Выход только в более тщательной и планомерной работе со вторыми исполнителями. Но это не всегда, далеко не всегда получается. Сколько лет я в театре работаю, столько лет я слышу горячие и правильные слова о вторых исполнителях, о возможности настоящей работы над ролями с дублерами, о проблеме вторых составов. Но существует единственный судья — зритель. И он, при всей его искренней любви к театру и актерам, беспощаден. Ему, зрителю, нет дела до проблем и задач, над которыми бьются на производственных собраниях. Он должен видеть лучшее в театре, будь это весь спектакль, будь это один актер. И на нем, на зрителе, кончаются все споры и разногласия. Его надо победить, увлечь идеей спектакля, заставить задуматься над теми проблемами, которые театру кажутся важными и нужными. А это очень не просто и, значит, требует всех сил театра, всех лучших сил. А что же делать со вторым составом? Только работать. Работать тщательно и творчески. Работать над ролью так, как работает первый исполнитель. Это трудно. Не всегда возможно. Но по-иному нельзя. И, по-моему, других рецептов нет.
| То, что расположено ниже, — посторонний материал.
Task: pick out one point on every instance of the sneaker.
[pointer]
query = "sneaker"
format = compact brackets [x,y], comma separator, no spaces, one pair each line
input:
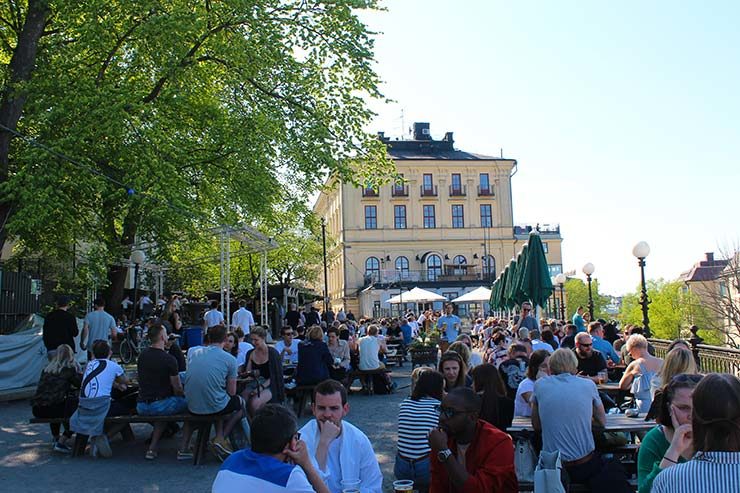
[103,447]
[185,454]
[62,448]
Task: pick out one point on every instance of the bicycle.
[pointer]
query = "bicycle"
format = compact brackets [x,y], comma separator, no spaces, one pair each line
[133,343]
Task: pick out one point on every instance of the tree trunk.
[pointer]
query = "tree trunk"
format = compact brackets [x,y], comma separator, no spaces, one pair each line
[21,67]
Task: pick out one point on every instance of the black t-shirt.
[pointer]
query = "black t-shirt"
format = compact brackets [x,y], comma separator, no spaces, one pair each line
[592,365]
[293,318]
[155,368]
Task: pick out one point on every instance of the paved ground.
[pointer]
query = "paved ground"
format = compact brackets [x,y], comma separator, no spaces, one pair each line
[27,463]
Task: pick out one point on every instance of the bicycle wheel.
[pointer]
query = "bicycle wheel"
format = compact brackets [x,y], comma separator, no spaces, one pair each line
[127,352]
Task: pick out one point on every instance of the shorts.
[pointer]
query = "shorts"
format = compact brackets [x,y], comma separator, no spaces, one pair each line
[163,407]
[234,404]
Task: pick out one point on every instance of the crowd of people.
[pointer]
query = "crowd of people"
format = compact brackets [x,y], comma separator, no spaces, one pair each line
[452,429]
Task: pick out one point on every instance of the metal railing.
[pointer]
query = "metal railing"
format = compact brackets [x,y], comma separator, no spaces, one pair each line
[428,191]
[710,359]
[458,190]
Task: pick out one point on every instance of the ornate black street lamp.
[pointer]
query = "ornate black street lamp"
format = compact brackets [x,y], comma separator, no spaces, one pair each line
[560,281]
[589,269]
[641,251]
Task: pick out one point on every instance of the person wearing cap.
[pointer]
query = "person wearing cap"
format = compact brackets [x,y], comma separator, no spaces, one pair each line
[60,327]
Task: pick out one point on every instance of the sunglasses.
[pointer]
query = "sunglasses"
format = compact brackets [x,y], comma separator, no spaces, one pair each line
[448,412]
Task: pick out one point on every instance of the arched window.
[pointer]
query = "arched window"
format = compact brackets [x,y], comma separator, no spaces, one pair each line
[372,268]
[489,266]
[458,261]
[434,267]
[402,267]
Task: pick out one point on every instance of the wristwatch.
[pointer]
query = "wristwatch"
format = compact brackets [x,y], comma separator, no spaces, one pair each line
[444,454]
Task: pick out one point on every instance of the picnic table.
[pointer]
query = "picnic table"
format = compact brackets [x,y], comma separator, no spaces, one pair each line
[614,422]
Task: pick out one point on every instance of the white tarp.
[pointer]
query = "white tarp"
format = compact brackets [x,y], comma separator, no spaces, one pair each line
[23,355]
[416,295]
[478,295]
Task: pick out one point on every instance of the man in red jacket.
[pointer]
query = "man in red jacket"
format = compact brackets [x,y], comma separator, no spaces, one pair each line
[468,454]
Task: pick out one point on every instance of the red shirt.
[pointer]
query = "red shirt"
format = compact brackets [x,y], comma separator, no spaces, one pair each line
[489,461]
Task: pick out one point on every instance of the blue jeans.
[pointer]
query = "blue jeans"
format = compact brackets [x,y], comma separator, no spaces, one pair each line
[418,471]
[163,407]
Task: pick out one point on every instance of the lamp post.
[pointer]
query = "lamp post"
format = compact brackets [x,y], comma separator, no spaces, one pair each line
[326,276]
[641,250]
[137,257]
[560,281]
[589,269]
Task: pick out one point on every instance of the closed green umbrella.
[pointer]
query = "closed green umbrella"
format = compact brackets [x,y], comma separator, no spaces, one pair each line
[535,283]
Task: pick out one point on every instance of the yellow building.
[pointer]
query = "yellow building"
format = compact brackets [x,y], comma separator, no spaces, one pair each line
[447,228]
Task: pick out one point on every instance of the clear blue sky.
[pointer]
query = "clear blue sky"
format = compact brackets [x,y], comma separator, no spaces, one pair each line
[624,117]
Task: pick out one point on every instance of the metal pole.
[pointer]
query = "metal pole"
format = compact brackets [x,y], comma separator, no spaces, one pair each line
[326,275]
[590,298]
[562,303]
[644,301]
[136,290]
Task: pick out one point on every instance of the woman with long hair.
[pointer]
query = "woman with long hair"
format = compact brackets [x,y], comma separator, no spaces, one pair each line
[496,407]
[417,416]
[55,397]
[538,367]
[266,361]
[715,441]
[452,366]
[668,443]
[679,360]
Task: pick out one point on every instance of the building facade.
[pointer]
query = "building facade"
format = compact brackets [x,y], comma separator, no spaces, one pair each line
[447,227]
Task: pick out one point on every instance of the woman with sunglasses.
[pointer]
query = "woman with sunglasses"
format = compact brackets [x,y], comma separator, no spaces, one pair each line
[669,443]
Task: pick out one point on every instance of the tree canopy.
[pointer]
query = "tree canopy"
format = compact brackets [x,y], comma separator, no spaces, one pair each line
[154,121]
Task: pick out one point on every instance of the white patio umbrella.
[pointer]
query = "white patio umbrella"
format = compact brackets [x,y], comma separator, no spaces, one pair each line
[416,295]
[478,295]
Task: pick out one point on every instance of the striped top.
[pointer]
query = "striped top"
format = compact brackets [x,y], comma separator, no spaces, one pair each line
[415,420]
[707,472]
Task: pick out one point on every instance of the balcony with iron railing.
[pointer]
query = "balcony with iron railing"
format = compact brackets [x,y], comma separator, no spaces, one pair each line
[400,191]
[485,191]
[458,190]
[428,190]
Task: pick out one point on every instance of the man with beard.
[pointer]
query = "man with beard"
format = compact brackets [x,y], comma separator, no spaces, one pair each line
[339,449]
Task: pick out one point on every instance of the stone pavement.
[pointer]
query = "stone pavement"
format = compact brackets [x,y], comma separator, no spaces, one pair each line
[27,463]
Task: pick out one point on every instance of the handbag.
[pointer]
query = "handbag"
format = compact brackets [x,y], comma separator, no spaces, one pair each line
[524,460]
[547,475]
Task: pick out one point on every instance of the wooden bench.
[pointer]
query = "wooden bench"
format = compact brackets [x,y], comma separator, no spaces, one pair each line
[366,378]
[203,426]
[300,396]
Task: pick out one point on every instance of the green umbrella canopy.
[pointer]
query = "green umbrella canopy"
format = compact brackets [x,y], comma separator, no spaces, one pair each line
[535,283]
[508,297]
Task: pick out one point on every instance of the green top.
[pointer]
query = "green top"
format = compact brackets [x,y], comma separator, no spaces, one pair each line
[652,449]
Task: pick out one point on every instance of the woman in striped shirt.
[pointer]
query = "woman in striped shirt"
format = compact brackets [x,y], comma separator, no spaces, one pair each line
[417,416]
[715,429]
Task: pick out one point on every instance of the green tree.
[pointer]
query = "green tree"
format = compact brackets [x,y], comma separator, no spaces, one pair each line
[576,294]
[672,310]
[181,116]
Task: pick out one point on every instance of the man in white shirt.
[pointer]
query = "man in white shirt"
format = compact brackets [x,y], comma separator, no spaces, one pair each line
[213,317]
[242,317]
[288,346]
[339,449]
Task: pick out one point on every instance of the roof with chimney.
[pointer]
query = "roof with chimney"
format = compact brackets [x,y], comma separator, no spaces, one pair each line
[424,147]
[705,270]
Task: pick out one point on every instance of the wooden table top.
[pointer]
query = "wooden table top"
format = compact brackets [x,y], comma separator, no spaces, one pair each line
[614,422]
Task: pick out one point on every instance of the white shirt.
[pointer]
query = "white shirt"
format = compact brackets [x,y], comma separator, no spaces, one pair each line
[243,318]
[369,347]
[280,346]
[101,385]
[213,317]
Некоторые режиссеры по примеру оперных театров готовят двух исполнителей одновременно. Но это требует действительно гораздо большего напряжения и от режиссера и от актеров, которые работают над одной и той же ролью. А во-вторых, это не всегда и возможно. Не думаю, что можно и стоит готовить сразу двух Гамлетов.
Но все-таки вводы в рисунок ролей, сделанных хорошими актерами, общение с большими мастерами, советы и подсказки, которые получал я от старших товарищей по сцене, были серьезной школой для меня, молодого актера. Когда рядом с тобой на сцене стоит такой мастер, как И. М. Толчанов в роли Ивана Грозного или Н. С. Плотников в роли Шуйского, то хотя ты и не чувствуешь ног под собой и голос тебя не слушается, но ты постепенно обретаешь некое подобие покоя и даже уверенности.
Общаясь с такими художниками, ты либо сам растешь и набираешься от них опытности и мастерства, либо понимаешь, что этот вид человеческой деятельности тебе не по силам и не по душе. Хотя, откровенно говоря, так решают редко. Театральный яд долго-действующий, и излечиться от него очень и очень трудно.
В спектакле «Первые радости» М. Ф. Астангов играл Пастухова, а я Кирилла Извекова. Мне всегда передавалась та истинная творческая радость, с которой исполнял Михаил Федорович свою роль, я видел такое мастерство, когда мастера-то уже незаметно, а просто видишь другого человека, другой характер, который живет вот так и не иначе, потому что он такой есть, и все. Как будто нет актера, нет его труда, а вот прямо из жизни пришел этот незнакомый тебе, но такой интересный человек. Виртуозно играл эту роль М. Ф. Астангов.
Как он был беспощаден к этому любезному и такому милому по первому впечатлению человеку! Это была по-настоящему социальная работа, сделанная с точных позиций актера-гражданина. Он знал, ради чего, во имя чего играет эту роль. Михаил Федорович с его зорким глазом актера-гражданина никогда не играл ради роли и ради игры, в каждой роли был точнейший адрес и точнейшая цель.
Он соединял в себе важнейшие качества истинного художника — гражданственность и мастерство. Это счастливое соединение — редкий дар. Есть мастера, поражающие своим искусством и бездной фантазии, удивляющие неожиданными решениями, неизвестно откуда берущимися приспособлениями. Но, к сожалению, зачастую это пиршество существует без адреса, без цели. Нет, пожалуй, цель есть — игра сама по себе. И это бывает и интересным, и привлекающим. Привлекающим, но не потрясающим, не трогающим настолько, чтобы перевернуть душу.